The designer of this new device, says that the Velcro and nylon mechitzah goes around the head and is mostly in front of the passenger’s face, protruding only a little to the sides. Look out Calvin Klein, there’s a new fashion designer in town!
By the way, I think I just found my new Purim costume!
I can just see the folks of Hamastan or the Taliban saying to themselves, “Why didn’t we think of that first?” Some psychologists might refer to it as either “Haredi envy,” or “Taliban envy,” as both of these fanatical groups compete in the never-ending game of, “I Am More Frum Than You!” One friend of mine wrote, “That’s why I call them the Tallitban. It’s exactly the same monstrous pathology. This reminds me of a saying I once heard from one of my favorite religious teachers, “Mystics recognize each other. Fundamentalists see only themselves and sin.”
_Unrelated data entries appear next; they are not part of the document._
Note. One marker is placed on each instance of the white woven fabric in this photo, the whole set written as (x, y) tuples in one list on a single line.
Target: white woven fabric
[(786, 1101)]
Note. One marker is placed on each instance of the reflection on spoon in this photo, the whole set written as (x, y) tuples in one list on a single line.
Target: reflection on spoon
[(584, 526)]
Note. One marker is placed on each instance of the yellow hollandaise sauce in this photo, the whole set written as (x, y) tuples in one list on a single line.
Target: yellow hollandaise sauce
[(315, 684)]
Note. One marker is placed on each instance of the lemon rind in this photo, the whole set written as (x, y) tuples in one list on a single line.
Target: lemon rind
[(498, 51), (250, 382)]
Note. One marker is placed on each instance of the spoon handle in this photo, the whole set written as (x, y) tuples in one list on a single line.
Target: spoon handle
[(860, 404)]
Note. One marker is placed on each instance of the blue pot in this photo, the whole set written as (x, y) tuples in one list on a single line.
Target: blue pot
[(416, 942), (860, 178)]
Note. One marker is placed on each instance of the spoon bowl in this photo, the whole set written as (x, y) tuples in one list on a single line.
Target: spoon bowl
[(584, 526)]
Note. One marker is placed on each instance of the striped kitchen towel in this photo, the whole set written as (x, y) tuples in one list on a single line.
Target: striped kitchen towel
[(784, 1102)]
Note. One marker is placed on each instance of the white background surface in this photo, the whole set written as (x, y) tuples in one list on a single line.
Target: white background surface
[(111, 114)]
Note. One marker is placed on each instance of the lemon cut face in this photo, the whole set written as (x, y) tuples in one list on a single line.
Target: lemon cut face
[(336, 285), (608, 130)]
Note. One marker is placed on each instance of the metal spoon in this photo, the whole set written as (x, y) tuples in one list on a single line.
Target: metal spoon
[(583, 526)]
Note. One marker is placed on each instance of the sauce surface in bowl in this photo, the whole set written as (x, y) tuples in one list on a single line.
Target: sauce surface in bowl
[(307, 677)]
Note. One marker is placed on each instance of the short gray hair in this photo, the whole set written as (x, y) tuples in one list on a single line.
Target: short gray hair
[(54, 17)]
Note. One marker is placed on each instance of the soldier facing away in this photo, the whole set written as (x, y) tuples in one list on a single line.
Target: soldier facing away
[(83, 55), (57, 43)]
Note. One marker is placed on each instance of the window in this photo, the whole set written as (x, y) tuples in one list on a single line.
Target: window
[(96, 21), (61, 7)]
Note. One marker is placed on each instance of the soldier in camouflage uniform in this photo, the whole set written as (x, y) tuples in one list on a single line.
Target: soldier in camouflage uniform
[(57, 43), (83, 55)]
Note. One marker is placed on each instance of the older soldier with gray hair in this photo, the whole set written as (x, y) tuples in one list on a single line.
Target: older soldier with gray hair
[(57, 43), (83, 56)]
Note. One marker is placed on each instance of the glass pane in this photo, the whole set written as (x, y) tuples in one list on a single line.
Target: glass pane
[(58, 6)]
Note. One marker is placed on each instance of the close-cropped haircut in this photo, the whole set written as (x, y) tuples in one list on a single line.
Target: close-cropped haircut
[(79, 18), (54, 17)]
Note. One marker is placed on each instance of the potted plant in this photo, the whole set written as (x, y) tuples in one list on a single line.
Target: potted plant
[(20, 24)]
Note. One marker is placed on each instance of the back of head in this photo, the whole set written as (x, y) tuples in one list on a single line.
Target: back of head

Personally, I think the Haredim are obsessed with sex, 24/7. Maybe the rest of the human race is also obsessed with sex, but the majority of our planet doesn’t seem to have a problem with at least admitting it–unlike the Haredim or the Taliban. Frankly, I am surprised the Haredim are not demanding separate planes with Haredi stewards (Oops, I almost said “stewardesses’) walking down the aisles praying.
We must wonder why did it take over 2000 years for our great rabbis to come up with a new device to keep the sexes apart?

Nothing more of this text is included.